Naquele espaço, naquela casa, pequena mas acolhedora, eu sentia todo esse peso do passar dos anos. Sentava-me, a pintar (ou a colorir, como afirmavam os livros), na mesma velha escrivaninha onde a minha mãe fazia os trabalhos de casa; a minha avó, por seu lado, voltava-me a contar as estórias dos animais de estimação que por ali habitaram, desde uma gata recolhida da rua a um agressivo galo-da-índia. Este último era um divertimento incrível para a minha mãe, que o punha em frente ao espelho e delirava ao vê-lo bicar no seu próprio reflexo – ainda hoje ela se gaba da forma como conseguia convencer os pais a levar para casa os mais mirabolantes animais. E assim a minha avó lá ia vestindo a pele de ancião contador de “fábulas”, um papel que todos nós, inevitavelmente, havemos de assumir um dia.
A hora de almoço era passada, na maior parte das vezes, num restaurante ali próximo, na companhia de algumas amigas da minha avó. Para mim era sempre um bitoque – e aqui confesso o meu conservadorismo de então pois a minha escolha não variava.
Mas lá pedia, timidamente, pois era ainda uma coisa nova para mim um desconhecido levar-me à mesa aquilo que eu quisesse. Comia o ovo estrelado, parte da salada, parte do bife e as batatas fritas quase todas e ficava estafado. Ainda demorei uns poucos anos até ter conseguido comer o meu primeiro bitoque inteiro, e sozinho… Mas naquele tempo ainda não.
O almoço lá decorria com a actualização das novidades, os grandes acontecimentos que por ali tinham havido. Quando não havia temas novos, o mais certo era recordarem-se os antigos, e era isso que aquelas senhoras ali à minha volta na mesa tão acaloradamente faziam. Entre as amigas da minha avó recordo-me da Maria Júlia, da qual ainda me lembro porque ainda hoje a conheço, mas que naquela altura a via poucas vezes. Havia ainda a Zira, mais conhecida por ser “a mulher do polícia”, que já se habituara a ser sovada pelo marido, e a D. Rosa, mãe da Zira, que anos depois se viria a suicidar, ao atirar-se para o mar, na Boca do Inferno.
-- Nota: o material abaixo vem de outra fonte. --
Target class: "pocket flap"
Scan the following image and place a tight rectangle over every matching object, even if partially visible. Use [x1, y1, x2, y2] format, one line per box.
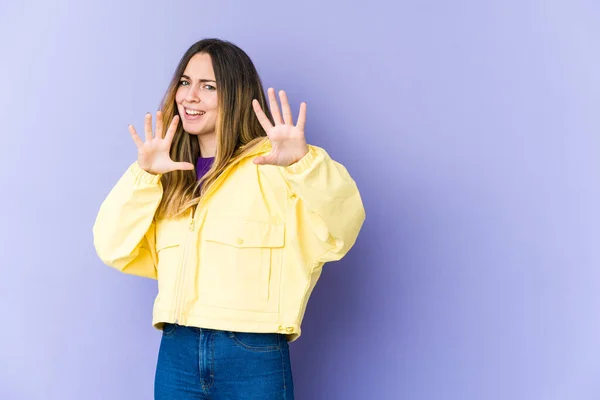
[155, 218, 185, 251]
[203, 215, 285, 248]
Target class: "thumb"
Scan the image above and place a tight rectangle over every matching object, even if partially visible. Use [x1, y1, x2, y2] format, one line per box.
[253, 150, 277, 165]
[253, 154, 275, 165]
[174, 161, 195, 170]
[253, 156, 267, 165]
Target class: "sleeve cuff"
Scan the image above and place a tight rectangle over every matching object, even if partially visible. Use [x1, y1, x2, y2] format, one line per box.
[283, 146, 318, 174]
[129, 161, 162, 185]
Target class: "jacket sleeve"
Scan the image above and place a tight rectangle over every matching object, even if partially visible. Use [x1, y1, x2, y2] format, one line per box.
[279, 145, 366, 263]
[92, 161, 163, 279]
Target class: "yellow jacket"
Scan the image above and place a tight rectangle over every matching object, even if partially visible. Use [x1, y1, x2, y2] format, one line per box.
[93, 140, 365, 341]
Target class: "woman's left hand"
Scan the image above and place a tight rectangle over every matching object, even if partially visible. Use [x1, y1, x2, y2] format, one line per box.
[252, 88, 309, 167]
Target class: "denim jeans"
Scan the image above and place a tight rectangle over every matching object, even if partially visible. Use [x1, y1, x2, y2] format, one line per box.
[154, 324, 295, 399]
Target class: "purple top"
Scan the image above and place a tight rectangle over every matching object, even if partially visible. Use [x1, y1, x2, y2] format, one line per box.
[196, 156, 215, 180]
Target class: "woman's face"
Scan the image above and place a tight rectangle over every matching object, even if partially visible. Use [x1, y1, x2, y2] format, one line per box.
[175, 52, 219, 137]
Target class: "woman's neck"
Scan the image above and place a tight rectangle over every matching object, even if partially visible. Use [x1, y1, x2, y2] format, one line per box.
[197, 133, 216, 157]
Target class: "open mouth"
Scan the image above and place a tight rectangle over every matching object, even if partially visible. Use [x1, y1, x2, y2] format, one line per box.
[185, 108, 206, 116]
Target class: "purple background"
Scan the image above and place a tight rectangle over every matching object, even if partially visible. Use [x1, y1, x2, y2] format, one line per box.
[1, 1, 599, 399]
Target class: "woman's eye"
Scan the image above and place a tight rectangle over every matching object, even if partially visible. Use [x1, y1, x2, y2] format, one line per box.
[203, 84, 216, 91]
[179, 80, 189, 86]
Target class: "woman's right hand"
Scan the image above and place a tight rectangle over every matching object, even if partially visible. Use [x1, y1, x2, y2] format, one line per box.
[128, 111, 195, 175]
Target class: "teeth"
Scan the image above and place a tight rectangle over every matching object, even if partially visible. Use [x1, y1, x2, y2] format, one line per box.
[186, 109, 205, 115]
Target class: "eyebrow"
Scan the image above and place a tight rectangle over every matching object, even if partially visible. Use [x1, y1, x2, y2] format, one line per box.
[180, 75, 216, 83]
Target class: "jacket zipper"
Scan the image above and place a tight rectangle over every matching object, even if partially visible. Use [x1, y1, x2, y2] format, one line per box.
[172, 177, 224, 324]
[173, 210, 195, 324]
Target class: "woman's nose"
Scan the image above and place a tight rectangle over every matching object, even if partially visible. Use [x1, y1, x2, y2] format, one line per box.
[185, 85, 200, 102]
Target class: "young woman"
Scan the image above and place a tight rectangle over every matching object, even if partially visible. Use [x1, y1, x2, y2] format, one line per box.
[93, 38, 365, 400]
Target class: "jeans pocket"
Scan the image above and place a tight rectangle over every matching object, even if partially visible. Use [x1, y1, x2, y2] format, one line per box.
[162, 323, 177, 337]
[228, 331, 281, 352]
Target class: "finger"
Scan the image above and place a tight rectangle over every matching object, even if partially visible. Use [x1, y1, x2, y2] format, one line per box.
[296, 102, 307, 131]
[253, 153, 275, 165]
[155, 110, 164, 139]
[144, 113, 153, 142]
[128, 124, 144, 149]
[268, 88, 283, 125]
[164, 115, 180, 144]
[252, 100, 273, 133]
[279, 90, 293, 125]
[253, 155, 267, 165]
[173, 161, 195, 171]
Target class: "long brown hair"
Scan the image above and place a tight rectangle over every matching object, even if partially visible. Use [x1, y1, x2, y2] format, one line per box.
[156, 39, 273, 218]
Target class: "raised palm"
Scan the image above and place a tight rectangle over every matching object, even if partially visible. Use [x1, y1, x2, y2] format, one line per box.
[128, 112, 194, 175]
[252, 88, 309, 166]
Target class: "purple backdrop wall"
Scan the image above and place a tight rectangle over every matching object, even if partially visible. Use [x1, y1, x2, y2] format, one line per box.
[1, 0, 599, 399]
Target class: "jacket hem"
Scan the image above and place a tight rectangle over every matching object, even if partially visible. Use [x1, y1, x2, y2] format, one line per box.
[152, 307, 301, 342]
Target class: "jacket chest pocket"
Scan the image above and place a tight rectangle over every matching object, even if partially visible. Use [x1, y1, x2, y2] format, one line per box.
[155, 218, 186, 302]
[156, 219, 186, 260]
[198, 215, 285, 313]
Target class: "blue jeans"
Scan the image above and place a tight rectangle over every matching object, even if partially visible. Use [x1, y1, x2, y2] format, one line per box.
[154, 324, 295, 399]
Naquelas tardes de sol a minha vontade seria, muito naturalmente, estar a jogar à bola noutro lado qualquer. No entanto, não era propriamente um esforço passar ali o meu tempo. Como era tudo diferente até o fazia com um certo agrado, além disso havia geralmente recompensa, do estilo comestível, o que era bastante porreiro, independentemente do que quer que isso possa dizer sobre a minha pessoa. Aqueles dias eram dias para…conhecer.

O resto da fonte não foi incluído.